Three legislative petitions to the State Assembly bearing Jacob's signature have survived the dust of time. They provide a window into the times and into the lives of citizens of East Rockingham – and those of German descent.
The first of the existing petitions signed by Jacob was received by the Assembly on December 11, 1791 and was in response to the Assembly’s consideration of calling a convention to amend its constitution:
A memorial of the free men of Rockingham.

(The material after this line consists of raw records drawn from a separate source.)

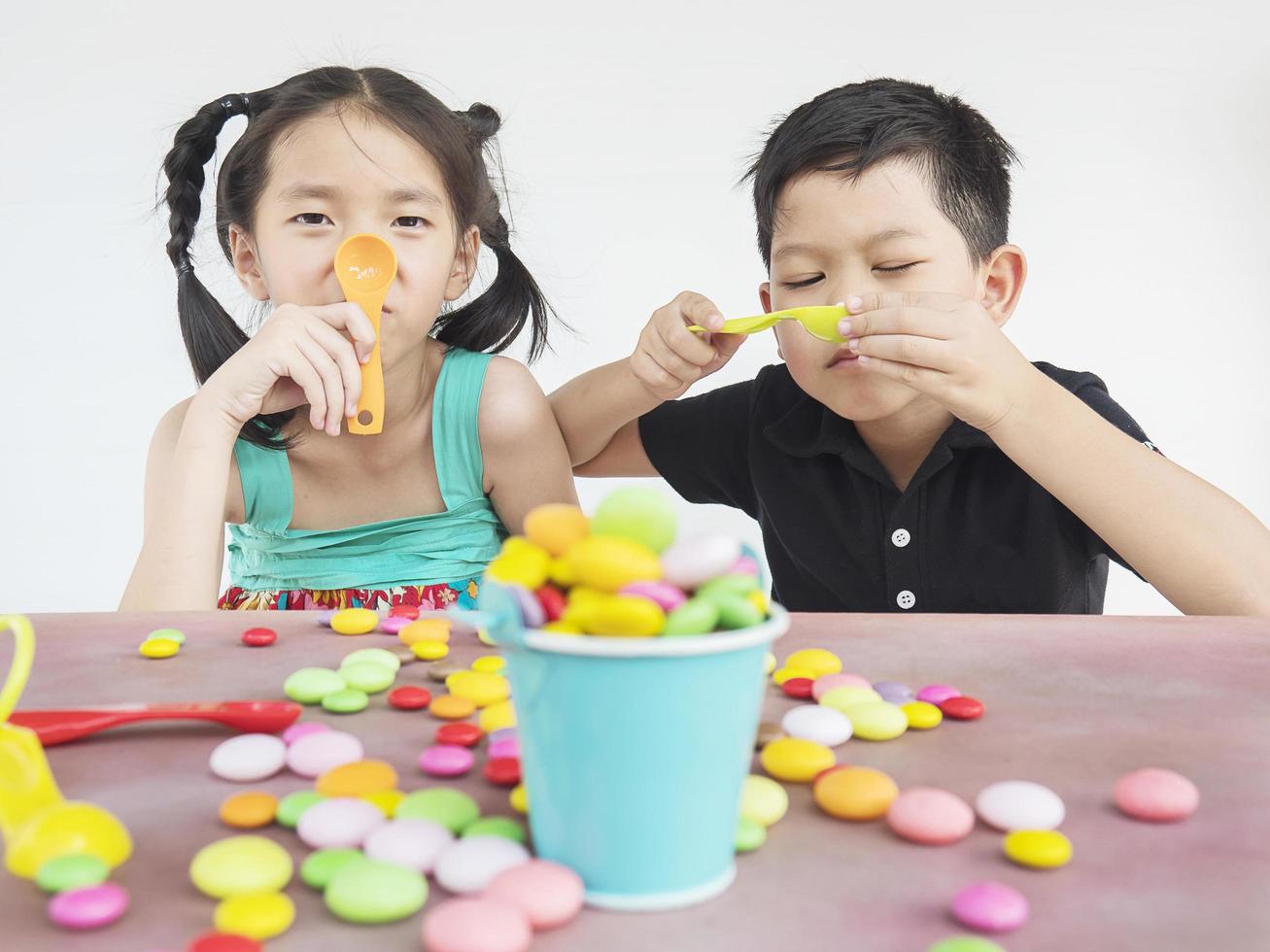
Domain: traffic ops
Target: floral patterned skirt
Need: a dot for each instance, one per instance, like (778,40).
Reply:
(462,595)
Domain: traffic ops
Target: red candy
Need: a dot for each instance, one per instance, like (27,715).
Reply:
(798,687)
(462,732)
(503,770)
(409,698)
(223,942)
(259,637)
(553,602)
(962,708)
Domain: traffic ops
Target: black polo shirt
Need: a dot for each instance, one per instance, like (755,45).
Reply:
(972,532)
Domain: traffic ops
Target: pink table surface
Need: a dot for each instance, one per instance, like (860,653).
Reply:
(1072,702)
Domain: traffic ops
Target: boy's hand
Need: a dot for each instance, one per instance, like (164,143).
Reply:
(943,346)
(669,358)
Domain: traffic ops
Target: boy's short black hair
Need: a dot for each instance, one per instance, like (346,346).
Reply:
(857,126)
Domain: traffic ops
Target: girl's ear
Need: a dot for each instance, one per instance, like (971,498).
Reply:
(247,264)
(463,268)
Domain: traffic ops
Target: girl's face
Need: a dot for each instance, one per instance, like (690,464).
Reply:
(337,175)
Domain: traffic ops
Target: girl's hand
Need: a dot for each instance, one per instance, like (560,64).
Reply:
(301,356)
(669,357)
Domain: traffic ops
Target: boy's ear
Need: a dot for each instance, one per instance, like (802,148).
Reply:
(1002,277)
(247,264)
(463,268)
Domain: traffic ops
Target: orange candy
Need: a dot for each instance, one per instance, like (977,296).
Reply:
(357,779)
(449,707)
(249,810)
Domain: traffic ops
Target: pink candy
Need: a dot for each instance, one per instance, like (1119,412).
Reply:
(446,761)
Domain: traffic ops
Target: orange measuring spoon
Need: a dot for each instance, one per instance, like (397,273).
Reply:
(366,267)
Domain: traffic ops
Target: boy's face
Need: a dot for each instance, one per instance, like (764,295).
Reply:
(836,238)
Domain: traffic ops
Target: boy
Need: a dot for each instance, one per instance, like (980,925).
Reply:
(925,464)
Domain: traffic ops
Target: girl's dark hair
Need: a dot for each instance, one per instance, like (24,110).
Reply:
(857,126)
(455,140)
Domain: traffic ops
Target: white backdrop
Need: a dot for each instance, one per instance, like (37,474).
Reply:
(1142,203)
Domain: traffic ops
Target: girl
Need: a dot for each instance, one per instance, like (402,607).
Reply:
(318,517)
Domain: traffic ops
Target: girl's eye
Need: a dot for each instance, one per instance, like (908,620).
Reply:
(806,282)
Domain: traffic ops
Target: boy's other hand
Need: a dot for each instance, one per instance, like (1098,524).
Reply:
(669,358)
(942,346)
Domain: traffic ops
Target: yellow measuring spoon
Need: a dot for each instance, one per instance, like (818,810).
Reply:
(366,267)
(819,322)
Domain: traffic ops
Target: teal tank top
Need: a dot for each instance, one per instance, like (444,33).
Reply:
(419,550)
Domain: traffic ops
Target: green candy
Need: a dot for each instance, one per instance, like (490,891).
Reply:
(737,612)
(749,835)
(347,700)
(694,617)
(450,807)
(727,586)
(380,655)
(71,872)
(371,677)
(372,891)
(321,867)
(636,513)
(309,686)
(497,827)
(293,805)
(169,633)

To the honorable the Speaker and Gentlemen of both Houses of Assembly. The memorial of the freeman of Rockingham County respectfully showeth that in obedience to a resolution of your honorable body to ascertain the opinion of the good people of this Commonwealth respecting a reform in their state constitution, your memorialists humbly represent that in their opinion, experience hath pointed out many defects in the system, and that a reform is highly necessary. That these defects are too obvious to require enumeration of criticism, that as it is improper to persist in known errors of any kind. It is more so to persist in those which may effect not only the interests but most sacred rights of the people. Your memorialists are aware that while the defects of the Government are acknowledged by all, some will be hardy enough to express fears that an alteration will be fore the worse – in other words they are afraid to trust the People. If as all profess, we believe that all power originates from the People, it is absurd to say they cannot be trusted in the exercise of it. It is to deny the first principals of a free Government. In all governments where abuses exist, some are interested in perpetuating those abuses and on this (illegible) we fear the supporters of the present state of things contemplate private of local objects at the expense of the general welfare. We hold it important to show to the world that the rights of nations to alter, abolish, or amend their governments is not merely speculative – that it ought not to be the work of convulsions or violence, but reducible to practice in times of tranquility and order, and from the wisdom and virtue of our countrymen. We entertain sanguine hopes of success. Your memoralists therefor trust that a majority of the free men of this Commonwealth will be disposed to exercise this right at present, and that your Honorable body, in conformity to the public opinion, will be pleased to pass a law providing for the election, meeting and support for a Convention for the purpose aforesaid, and you Memorialists are in duty bound.
Jacob also joined his Rockingham neighbors in the Swift Run community in petitioning the Virginia State Legislature in 1794 to maintain a road for commerce over the Swift Run Gap (Legislative Petitions, Rockingham County, Library of Virginia, Box 224, Folder 34, 19 November 1794.) (Note: spelling and punctuation has been changed for the ease of reading.):
To the Honorable Speaker and Members composing the House of Assembly of Virginia; your petitioners from the County of Rockingham, having but one public merchant road over the blew ridge none by the name of Swift Gun Gap to which shares of their produce is carried to Alexandria, Fredericksburg, and the city of Richmond; your petitions prayer is that you pass an Act to Empower the Court of Rockingham to levy on the tithable persons of said County not exceeding the sum of (blank) to repair and keep in repair the road over swift run gap from Peter Hershman in said County Daniel Wolferd in Orange County; and that the Court of Rockingham shall appoint commissioners to agree with some person to say that the money is laid out to the best advantage for the said road, and your petitioners shall ever pray.
The final petition bearing Jacob’s signature was received in the Capitol on December 11, 1797 and requested that the State Assembly provide German translations of laws. It is particularly poignant in that Jacob was one of those Germans who had "fought and bled" in the service of America:
To the Honorable the General Assembly of the Commonwealth of Virginia:
The Petition of the Subscribers humbly show,
That, together with many other Citizens of this commonwealth, they are incapable of acquiring a knowledge of the Laws by which their conduct is to be regulated these Laws being printed in the English Language, of which they are ignorant, that members of them emigrated from Germany previous to the contest between Britain and America, and in the service of America have fought and bled: law being the only protector of Liberty, the means of attaining a knowledge thereof should be placed within the reach of each individual: when a contrary idea prevails, the liberty of the citizen exists in name only. Your petitions respectfully add, that they uniformly discharge their quotas of the Public Taxes, are orderly in their conduct, and firm supporters of the Government under which they live; is it not then reasonable, that they should participate in the benefits resulting from that Government? And when their request hath for its object, a complete obedience to the Laws, can it be deemed improper to solicit that the rule of conduct prescribed in the revisal of 1792, may no longer be locked as to them, in an unknown Language, and that a certain number of copies thereof in the German Language, (the number to be fixed by your Honorable Body), may be printed for the use of the Germans in Virginia? The subscribers impressed with the justice and propriety of a request of this nature, now submit it to the General Assembly, and they, in duty bound, will pray.